As I think of the good reasons to go to a store to buy something, instead of over the Web, some of those reasons may go away in the future. There may be a new Web version of retail brewing.

This has been on my mind since I posted on my other blog about the Trunk Club offering men a way to get the personal-service advantage of help and recommendations and opinions that they’d get from a good salesperson, without having to actually go to the store. It comes via Web video chat from a Trunk Club style expert. Founder Joanna Van Vleck pointed out that this may be the future of retail.

It takes dividing the benefits of buying retail into their components.

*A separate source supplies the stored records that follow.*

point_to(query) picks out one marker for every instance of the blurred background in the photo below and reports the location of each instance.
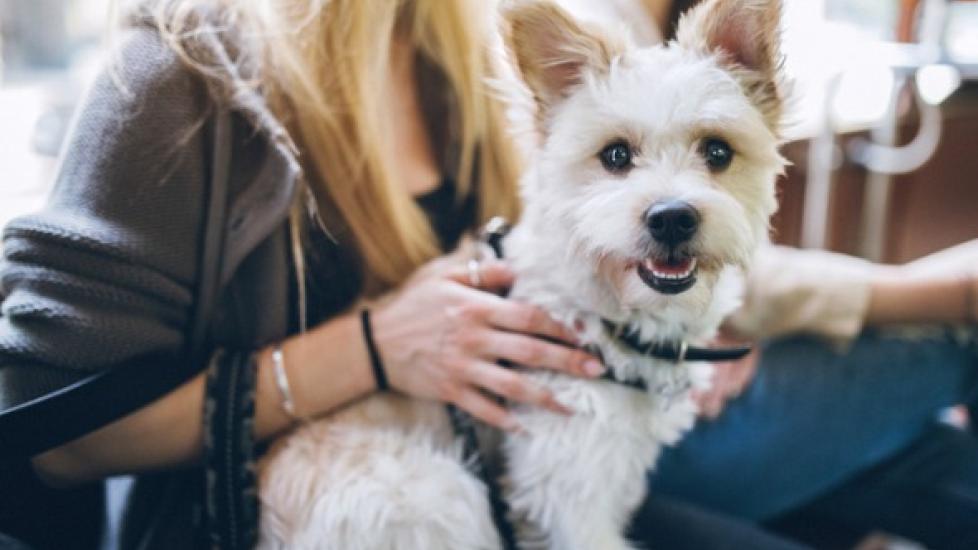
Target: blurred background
(883, 134)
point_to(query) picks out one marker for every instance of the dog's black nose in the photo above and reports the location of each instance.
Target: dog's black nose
(672, 222)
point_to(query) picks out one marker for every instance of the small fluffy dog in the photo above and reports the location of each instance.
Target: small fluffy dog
(650, 191)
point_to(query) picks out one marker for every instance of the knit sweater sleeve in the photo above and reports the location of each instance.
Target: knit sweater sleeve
(104, 273)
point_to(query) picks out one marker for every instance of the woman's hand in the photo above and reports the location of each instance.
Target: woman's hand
(440, 338)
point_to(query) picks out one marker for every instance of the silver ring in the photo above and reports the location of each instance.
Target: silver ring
(475, 277)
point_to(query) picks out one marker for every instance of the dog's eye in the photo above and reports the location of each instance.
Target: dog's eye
(718, 154)
(616, 157)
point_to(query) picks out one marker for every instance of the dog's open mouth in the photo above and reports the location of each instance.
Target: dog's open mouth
(668, 276)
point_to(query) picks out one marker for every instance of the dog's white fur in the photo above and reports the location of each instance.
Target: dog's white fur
(387, 473)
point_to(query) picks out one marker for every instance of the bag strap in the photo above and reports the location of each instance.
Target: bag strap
(96, 400)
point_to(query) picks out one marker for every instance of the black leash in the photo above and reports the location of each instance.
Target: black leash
(464, 426)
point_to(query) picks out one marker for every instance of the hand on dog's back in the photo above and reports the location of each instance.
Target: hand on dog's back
(440, 339)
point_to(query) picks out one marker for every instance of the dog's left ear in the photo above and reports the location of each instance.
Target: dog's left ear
(746, 34)
(554, 52)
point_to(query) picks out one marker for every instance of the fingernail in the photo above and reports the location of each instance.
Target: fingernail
(513, 425)
(594, 368)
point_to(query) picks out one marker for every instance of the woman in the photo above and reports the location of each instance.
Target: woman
(372, 115)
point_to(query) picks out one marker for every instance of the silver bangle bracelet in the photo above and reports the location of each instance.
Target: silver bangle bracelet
(282, 381)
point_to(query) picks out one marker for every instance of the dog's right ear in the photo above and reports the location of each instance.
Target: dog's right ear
(554, 52)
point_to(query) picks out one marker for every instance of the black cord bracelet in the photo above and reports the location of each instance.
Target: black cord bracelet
(368, 337)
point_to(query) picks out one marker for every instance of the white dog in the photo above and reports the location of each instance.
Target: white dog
(650, 191)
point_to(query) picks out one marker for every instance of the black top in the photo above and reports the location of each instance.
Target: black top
(334, 278)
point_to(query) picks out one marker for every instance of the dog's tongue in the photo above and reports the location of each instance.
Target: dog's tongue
(679, 267)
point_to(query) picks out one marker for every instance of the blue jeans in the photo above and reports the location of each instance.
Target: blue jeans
(853, 435)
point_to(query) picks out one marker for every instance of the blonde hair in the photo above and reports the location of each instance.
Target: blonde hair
(322, 66)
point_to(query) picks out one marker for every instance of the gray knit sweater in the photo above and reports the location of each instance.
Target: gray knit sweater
(106, 273)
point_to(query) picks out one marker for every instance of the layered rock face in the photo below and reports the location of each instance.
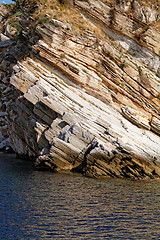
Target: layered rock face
(86, 102)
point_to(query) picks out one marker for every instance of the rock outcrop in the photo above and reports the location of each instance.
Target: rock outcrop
(86, 102)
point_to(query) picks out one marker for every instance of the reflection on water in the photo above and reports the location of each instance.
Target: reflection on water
(44, 205)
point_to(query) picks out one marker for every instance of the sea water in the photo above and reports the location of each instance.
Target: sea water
(44, 205)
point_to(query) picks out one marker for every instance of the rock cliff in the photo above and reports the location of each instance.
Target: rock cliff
(86, 99)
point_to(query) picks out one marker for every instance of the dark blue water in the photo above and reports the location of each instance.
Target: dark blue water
(44, 205)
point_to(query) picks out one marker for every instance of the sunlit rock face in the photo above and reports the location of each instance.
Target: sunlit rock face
(83, 102)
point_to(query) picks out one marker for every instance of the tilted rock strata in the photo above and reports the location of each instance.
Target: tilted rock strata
(82, 104)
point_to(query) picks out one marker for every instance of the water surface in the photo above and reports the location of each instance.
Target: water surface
(44, 205)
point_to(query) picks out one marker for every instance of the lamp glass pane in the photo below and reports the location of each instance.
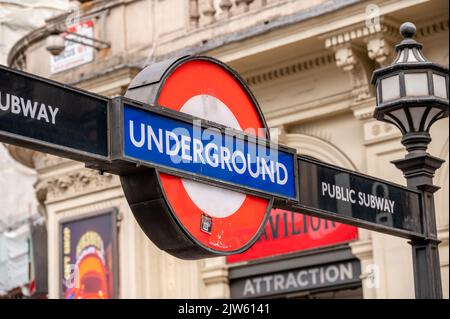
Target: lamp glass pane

Some can be replaced by the Web, some can’t.

The world has already seen how effectively a Web offering can replace the kind of browsing we do in a bookstore. As long as we’re able to wait a few days to get what we choose to buy. And more so with computer software. We choose and download. We don’t even have to wait.

One component a Web alternative will never replace is immediacy for things that can’t be delivered digitally. If you want some physical product right now today, then you go to the store. You go to a restaurant to sit and be served, and to the hair place to get your hair done, and that’s not going to happen via live video chat.

Another component is the actual visual and tactile comparison. Look at the various offerings on the shelf. Pick them up, read the package, make a choice.

The component of the retail transaction that a Web alternative might replace, for some businesses, is the interaction with the expert. Many hardware and home maintenance and home remodeling businesses advertise person-to-person expertise as a reason to visit the store. Could that become a live Web chat followed by an order, shipping, and then maybe more Web chat? What about the specialty vitamin shop, or the health foods store? The hobby shop? And maybe the office supplies and office technology business, offering a video chat with an expert leading to an order for a printer, or scanner, or new computer?

Better still, I have an expert I know and trust, with whom I have worked again and again over time, who I can meet with, by appointment on the Web cam.

The secret is the use of the interactive Web video — over Skype, for example, or equivalent Yahoo! or Google video chat facilities — to do what that trusted salesperson in the favorite store might do.

So it makes me start to think. Sure, with this model I have to wait to actually get the goods; but I don’t have to go to the store, wait in traffic, park the car, find the salesperson, and so on. It’s a very intriguing alternative.